Il vient rendre visite à son camarade qui réside au 7e étage. Au rez-de-chaussée du bâtiment, où nous sommes depuis une demi-heure, il y a de l’ombre et un petit vent frais qui s’échappe, comme la tramontane soufflant depuis les reliefs pyrénéens. Comme par hasard, l’immeuble s’appelle Tramontane. C’est l’un des cinq grands bâtiments qui surplombent le quartier d’Adjamé-220 Logements.

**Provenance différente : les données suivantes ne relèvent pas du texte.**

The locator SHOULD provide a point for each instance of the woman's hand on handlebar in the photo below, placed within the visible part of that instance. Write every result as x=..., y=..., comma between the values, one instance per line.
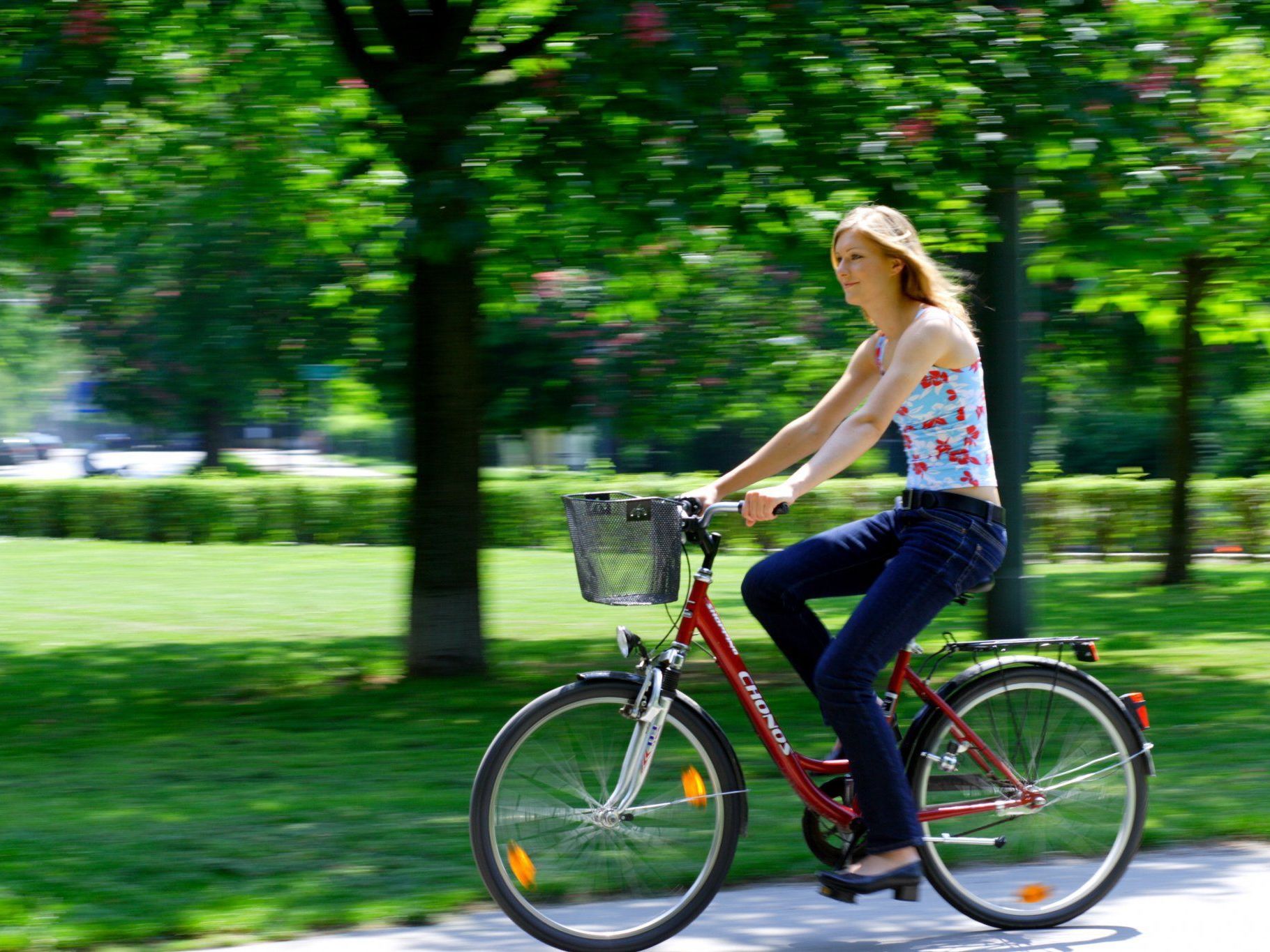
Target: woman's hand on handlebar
x=761, y=503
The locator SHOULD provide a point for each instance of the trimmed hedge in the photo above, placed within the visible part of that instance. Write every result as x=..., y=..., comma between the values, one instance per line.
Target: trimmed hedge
x=522, y=508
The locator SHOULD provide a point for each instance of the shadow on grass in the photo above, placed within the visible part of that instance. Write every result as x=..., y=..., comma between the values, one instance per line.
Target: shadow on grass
x=274, y=787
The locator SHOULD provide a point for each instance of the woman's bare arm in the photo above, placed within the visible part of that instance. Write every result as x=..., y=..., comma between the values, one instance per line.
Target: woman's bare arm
x=808, y=433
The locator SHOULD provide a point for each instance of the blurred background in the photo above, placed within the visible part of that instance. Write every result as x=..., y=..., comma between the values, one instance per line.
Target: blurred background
x=348, y=295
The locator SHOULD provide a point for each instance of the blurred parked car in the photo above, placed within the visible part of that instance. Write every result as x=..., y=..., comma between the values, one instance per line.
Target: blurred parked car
x=15, y=450
x=43, y=444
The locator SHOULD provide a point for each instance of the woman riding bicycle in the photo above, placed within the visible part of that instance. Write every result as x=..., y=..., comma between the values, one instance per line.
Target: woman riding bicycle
x=921, y=367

Anthony en profite pour respirer un grand coup et se permettre de fumer une clope. « Oufff », lâche-t-il, décontracté. Mais ce bien-être qu’il ressent va être de courte durée ; le jeune homme est de nouveau préoccupé. En effet, après avoir marché sous ce soleil accablant, inhalé les gaz d’échappement et subi les klaxons assourdissants des véhicules sur le chemin, un autre challenge non moins important l’attend : monter jusqu’au septième étage chez son ami.

A pied. Une dizaine de minutes s’est écoulée, il a bien repris son souffle, il doit maintenant y aller. Mais il hésite. Et s’interroge : « Est-ce que ça vaut vraiment la peine de monter ? » On sent qu’il a bien envie de monter voir son ami qu’il n’a pas vu depuis longtemps. Mais quand il imagine ce que ça impliquera de sa part comme effort physique, il se décourage et choisit d’appeler.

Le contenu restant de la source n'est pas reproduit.